Temporary contracts, which are common using federal funds, haven’t been a major deterrent to hiring social workers so far, if 300 have bene hired with stimulus money, Truitt said.

“It doesn’t strike me as strategic or financially responsible to ask in a short session when we have money to move us past even a long session,” Truitt said.

Duncan said the board can find common ground with Truitt’s concerns. He added that schools also need to be cautious and thoughtful with their stimulus money, since it is one-time funding that won’t expire for more than two more years.

“It would not be wise to spend all of the money right now,” Duncan said.

North Carolina schools received nearly $5.8 billion from the three federal stimulus packages. It’s not clear how much of that money is spoken for.

North Carolina schools had spent $2 billion in stimulus money, through March 31 of this year. That doesn’t mean the remaining $3.8 billion is available, however.

Schools have plans for more programs and for continued employment of people they’ve hired using the funds, effectively tying up those funds in future years.
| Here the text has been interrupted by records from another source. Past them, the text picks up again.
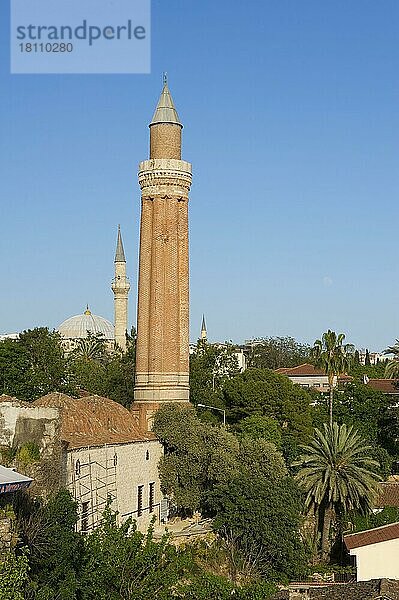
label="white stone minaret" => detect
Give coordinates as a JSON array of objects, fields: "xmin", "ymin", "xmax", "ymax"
[
  {"xmin": 111, "ymin": 225, "xmax": 130, "ymax": 352},
  {"xmin": 201, "ymin": 315, "xmax": 208, "ymax": 342}
]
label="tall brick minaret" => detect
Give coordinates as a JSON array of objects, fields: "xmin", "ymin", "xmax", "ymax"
[
  {"xmin": 132, "ymin": 78, "xmax": 191, "ymax": 431},
  {"xmin": 111, "ymin": 225, "xmax": 130, "ymax": 352}
]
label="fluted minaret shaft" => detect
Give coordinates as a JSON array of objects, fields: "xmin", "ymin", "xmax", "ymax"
[
  {"xmin": 132, "ymin": 83, "xmax": 191, "ymax": 431},
  {"xmin": 111, "ymin": 227, "xmax": 130, "ymax": 352}
]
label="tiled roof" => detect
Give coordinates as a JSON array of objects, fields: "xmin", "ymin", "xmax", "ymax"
[
  {"xmin": 32, "ymin": 392, "xmax": 155, "ymax": 448},
  {"xmin": 0, "ymin": 394, "xmax": 30, "ymax": 406},
  {"xmin": 344, "ymin": 523, "xmax": 399, "ymax": 550},
  {"xmin": 367, "ymin": 379, "xmax": 399, "ymax": 394},
  {"xmin": 276, "ymin": 363, "xmax": 326, "ymax": 377},
  {"xmin": 374, "ymin": 481, "xmax": 399, "ymax": 508}
]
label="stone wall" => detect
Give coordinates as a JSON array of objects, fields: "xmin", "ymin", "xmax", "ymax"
[
  {"xmin": 67, "ymin": 440, "xmax": 163, "ymax": 531},
  {"xmin": 0, "ymin": 400, "xmax": 66, "ymax": 497}
]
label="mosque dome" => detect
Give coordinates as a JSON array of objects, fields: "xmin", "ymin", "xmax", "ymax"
[{"xmin": 58, "ymin": 307, "xmax": 115, "ymax": 340}]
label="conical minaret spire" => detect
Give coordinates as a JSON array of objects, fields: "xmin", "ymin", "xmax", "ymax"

It’s not clear how much money is tied up, on top of the money that has already been spent.

The state readily makes spending data available for public examination but does not include data on how much money schools have been approved to spend or how much money hasn’t been spoken for at all.

Most of the stimulus money will last through Sept. 30, 2024, so just a few hundred new hires may have more than two years remaining on their contracts, reflecting tens of millions of dollars that would not be considered spent but would not be considered available, either.